Document can be downloaded form here
The Community & Voluntary Pillar said that it is important to remind ourselves that Ireland is not a poor country – our total tax-take is one of the lowest in the developed world – and that we do have choices. Choices exist even within the terms of Ireland’s Bailout Agreement with the IMF/ECB/EC.
“At the conclusion of the Troika’s inspection of Ireland in July 2011, they said in a statement that it is the duty of Government to protect the vulnerable in the adjustments being made in Ireland. In addition, it’s clear that the Government is free to adjust the terms of the Bailout Agreement on condition that the final outcome remains the fiscal adjustment to which the Agreement commits Ireland.”
In the context of the choices facing Government, the Community & Voluntary Pillar believes that:
· Decisions made by Government should be made on the basis of the answer to a single question: where should Ireland be in ten years’ time?
· The core values that should inform the answer to this question are: human dignity, sustainability, equality and human rights and the common good.
· Government needs to conduct more in-depth analysis on the impact of decisions that are being considered, to identify the consequences of choices made and show clearly how budgetary choices will impact on services down the line.
· The fiscal adjustment in 2012 and beyond should be achieved in a 2:1 ratio between tax increases and expenditure cuts.
· The tax-take should be increased through broadening the tax base and eliminating tax breaks that benefit mostly the better off and not through increasing income tax.
The Community & Voluntary Pillar also raised questions on the ‘workability’ of the Bailout Agreement, although the Pillar’s 17 member organisations made clear that they fully recognise that Ireland’s budget imbalances have to be addressed.

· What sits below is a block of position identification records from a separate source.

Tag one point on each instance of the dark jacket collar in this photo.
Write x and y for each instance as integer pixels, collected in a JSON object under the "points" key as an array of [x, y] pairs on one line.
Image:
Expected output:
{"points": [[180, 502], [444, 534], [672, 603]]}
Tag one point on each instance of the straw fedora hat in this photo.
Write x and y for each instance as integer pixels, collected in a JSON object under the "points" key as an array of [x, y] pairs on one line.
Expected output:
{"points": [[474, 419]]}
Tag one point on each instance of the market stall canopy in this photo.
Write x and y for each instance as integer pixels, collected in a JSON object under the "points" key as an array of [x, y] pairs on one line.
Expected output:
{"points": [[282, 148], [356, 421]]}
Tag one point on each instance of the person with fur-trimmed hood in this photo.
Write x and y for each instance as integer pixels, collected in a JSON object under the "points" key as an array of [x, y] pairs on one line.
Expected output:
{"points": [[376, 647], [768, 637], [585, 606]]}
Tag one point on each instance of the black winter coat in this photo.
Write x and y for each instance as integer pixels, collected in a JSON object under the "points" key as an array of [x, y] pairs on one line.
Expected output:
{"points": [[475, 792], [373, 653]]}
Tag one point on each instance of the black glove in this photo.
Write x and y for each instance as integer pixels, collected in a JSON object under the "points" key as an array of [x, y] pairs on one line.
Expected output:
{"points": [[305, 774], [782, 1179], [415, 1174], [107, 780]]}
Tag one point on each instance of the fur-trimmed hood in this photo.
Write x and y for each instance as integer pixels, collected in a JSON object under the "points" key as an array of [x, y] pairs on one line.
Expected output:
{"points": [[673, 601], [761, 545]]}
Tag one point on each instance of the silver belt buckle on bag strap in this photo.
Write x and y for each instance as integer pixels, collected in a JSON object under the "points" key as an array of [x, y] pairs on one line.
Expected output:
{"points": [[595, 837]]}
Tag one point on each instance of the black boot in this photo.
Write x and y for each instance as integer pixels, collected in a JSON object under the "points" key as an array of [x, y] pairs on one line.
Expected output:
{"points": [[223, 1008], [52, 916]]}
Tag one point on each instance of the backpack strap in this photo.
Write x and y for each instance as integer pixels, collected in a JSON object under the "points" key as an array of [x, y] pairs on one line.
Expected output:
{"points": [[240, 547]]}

“The scale of the challenge for Budget 2012 serves to illustrate our point about the terms of the Bailout Agreement undermining Ireland’s potential for recovery. In 2012, adjustments of €3.6bn are required together with a growth rate of 2%. In practice this means that the economy must grow by over €7bn in 2012 to achieve these objectives. This is an underlying growth rate of almost 5% of GDP. All of this must be achieved without any new investment programme of scale.”